Berdasarkan pengamatan, Adhyaksa telah tiba di kantor KPK, Jakarta, sejak pukul 09.50 WIB. Saya diperiksa sebagai saksi Machfud Suroso. Saya tidak tahu siapa, saya tidak kenal siapa. Kayaknya kalau ada tersangka baru saya diperiksa lagi, kata Adhyaksa saat memasuki lobi gedung KPK, Jakarta.
Terkait Adhyaksa, memang proyek Hambalang diawali ketika masa dirinya memimpin Kementerian Pemuda dan Olahraga (Kempora).

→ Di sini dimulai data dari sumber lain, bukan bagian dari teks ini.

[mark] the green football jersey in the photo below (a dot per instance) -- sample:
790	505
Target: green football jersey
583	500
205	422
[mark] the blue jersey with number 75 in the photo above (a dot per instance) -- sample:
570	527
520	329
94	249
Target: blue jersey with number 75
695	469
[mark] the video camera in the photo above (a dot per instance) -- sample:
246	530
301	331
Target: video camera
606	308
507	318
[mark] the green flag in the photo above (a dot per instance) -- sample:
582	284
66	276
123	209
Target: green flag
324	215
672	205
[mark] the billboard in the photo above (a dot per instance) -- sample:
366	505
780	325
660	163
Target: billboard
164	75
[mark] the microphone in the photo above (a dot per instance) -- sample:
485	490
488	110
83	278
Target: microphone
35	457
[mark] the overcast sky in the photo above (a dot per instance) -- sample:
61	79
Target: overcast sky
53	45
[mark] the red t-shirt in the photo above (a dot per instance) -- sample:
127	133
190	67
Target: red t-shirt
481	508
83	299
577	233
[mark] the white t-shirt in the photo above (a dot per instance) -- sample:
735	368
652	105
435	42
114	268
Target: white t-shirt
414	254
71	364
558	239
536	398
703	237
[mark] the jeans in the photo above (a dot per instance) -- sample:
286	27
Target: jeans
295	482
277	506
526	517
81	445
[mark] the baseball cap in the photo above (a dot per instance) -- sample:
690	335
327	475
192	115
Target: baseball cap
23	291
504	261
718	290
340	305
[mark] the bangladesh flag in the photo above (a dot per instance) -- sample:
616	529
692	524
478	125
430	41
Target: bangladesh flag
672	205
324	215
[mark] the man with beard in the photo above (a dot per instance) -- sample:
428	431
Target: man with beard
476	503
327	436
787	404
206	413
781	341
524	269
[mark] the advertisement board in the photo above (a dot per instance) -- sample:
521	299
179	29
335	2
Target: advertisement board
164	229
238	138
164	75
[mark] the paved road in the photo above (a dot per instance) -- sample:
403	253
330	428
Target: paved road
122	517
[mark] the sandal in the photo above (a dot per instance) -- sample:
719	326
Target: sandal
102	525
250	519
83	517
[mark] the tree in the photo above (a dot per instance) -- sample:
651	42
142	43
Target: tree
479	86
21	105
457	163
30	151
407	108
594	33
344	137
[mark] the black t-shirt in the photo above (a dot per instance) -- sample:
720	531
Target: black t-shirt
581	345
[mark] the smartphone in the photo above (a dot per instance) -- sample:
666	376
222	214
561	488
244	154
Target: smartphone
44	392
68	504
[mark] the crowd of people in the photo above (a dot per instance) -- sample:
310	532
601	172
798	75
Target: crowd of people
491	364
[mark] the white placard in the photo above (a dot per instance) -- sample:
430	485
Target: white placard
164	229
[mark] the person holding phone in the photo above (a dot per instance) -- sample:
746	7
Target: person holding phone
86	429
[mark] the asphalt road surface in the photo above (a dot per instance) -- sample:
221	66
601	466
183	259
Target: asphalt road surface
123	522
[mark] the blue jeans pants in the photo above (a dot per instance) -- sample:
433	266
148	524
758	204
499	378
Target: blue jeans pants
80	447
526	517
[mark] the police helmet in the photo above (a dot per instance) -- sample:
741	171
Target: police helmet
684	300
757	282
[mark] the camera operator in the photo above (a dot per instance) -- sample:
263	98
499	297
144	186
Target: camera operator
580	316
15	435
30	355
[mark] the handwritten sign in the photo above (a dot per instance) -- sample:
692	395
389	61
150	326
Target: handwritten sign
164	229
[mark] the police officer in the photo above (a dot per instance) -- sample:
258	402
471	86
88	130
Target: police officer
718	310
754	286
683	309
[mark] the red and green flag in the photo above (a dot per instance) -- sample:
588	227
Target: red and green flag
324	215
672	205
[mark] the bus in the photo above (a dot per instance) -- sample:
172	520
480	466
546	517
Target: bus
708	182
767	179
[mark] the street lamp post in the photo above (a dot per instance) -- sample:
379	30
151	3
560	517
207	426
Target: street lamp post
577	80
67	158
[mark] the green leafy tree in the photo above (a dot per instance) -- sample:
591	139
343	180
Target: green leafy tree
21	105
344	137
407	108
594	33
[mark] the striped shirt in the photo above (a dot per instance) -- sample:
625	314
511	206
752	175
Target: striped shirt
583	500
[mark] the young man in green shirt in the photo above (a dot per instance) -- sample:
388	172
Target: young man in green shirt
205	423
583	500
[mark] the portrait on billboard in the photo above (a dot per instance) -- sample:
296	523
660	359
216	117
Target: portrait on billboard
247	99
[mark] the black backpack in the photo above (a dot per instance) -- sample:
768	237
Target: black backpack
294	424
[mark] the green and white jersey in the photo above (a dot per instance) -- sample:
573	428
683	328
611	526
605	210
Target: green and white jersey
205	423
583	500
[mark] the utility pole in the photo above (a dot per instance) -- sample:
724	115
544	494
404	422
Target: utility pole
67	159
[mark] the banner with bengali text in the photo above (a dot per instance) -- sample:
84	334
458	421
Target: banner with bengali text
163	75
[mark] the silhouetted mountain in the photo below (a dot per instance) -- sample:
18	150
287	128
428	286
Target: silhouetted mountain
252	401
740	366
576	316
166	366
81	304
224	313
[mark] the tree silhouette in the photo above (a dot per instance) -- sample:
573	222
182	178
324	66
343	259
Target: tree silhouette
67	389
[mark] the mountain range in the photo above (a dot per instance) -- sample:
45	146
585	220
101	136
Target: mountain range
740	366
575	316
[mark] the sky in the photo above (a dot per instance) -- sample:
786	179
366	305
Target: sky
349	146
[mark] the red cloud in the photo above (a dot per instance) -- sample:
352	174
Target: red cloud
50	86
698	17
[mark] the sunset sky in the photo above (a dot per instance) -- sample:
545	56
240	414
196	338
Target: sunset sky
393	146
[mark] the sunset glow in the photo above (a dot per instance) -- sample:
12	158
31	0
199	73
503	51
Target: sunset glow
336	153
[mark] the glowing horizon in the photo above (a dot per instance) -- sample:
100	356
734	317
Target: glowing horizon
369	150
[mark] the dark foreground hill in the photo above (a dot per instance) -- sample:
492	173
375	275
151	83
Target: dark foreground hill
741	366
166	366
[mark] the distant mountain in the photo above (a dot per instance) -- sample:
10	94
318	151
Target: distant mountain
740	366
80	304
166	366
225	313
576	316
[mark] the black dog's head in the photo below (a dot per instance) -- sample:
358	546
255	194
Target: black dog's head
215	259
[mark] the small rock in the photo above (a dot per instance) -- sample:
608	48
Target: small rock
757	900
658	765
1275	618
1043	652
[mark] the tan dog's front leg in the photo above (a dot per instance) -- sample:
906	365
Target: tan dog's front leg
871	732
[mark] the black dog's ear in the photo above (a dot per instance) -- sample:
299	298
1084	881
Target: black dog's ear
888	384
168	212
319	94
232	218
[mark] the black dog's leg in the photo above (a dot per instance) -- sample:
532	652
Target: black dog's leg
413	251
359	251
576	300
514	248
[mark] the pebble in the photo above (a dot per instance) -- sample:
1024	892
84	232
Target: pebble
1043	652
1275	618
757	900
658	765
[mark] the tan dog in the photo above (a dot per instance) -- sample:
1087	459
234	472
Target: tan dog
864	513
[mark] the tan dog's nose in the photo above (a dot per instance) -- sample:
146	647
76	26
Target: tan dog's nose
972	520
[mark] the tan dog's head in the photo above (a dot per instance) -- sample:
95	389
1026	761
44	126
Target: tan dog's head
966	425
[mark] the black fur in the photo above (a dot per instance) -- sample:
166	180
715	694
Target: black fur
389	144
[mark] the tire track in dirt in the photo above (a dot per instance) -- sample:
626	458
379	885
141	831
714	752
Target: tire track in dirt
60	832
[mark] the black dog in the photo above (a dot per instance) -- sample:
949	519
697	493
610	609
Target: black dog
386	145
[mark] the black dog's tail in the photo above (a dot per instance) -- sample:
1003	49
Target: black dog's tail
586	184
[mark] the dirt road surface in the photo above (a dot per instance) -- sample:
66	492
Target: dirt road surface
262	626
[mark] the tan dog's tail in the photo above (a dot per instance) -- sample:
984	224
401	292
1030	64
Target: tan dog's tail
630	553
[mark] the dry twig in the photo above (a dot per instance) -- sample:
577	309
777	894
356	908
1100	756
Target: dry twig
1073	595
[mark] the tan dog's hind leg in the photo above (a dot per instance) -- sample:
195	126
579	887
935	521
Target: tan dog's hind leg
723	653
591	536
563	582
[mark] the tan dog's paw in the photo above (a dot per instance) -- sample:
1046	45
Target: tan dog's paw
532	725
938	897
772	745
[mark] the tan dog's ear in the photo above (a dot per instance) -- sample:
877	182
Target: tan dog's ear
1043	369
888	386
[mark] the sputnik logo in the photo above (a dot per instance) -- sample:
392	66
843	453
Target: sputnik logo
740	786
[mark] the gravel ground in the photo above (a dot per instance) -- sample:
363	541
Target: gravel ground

Tetapi, ketika ditinggalkan proyek yang awalnya direncanakan menelan biaya Rp 125 miliar tersebut membengkak menjadi Rp 1,175 triliun untuk pembangunan. Sedangkan, Rp 1,4 triliun untuk penyewaan alat.
Terlebih lagi, Adhyaksa berulang kali membantah terlibat proyek Hambalang. Sebaliknya, mengatakan di eranya proyek tersebut dibekukan karena belum mendapat persetujuan DPR.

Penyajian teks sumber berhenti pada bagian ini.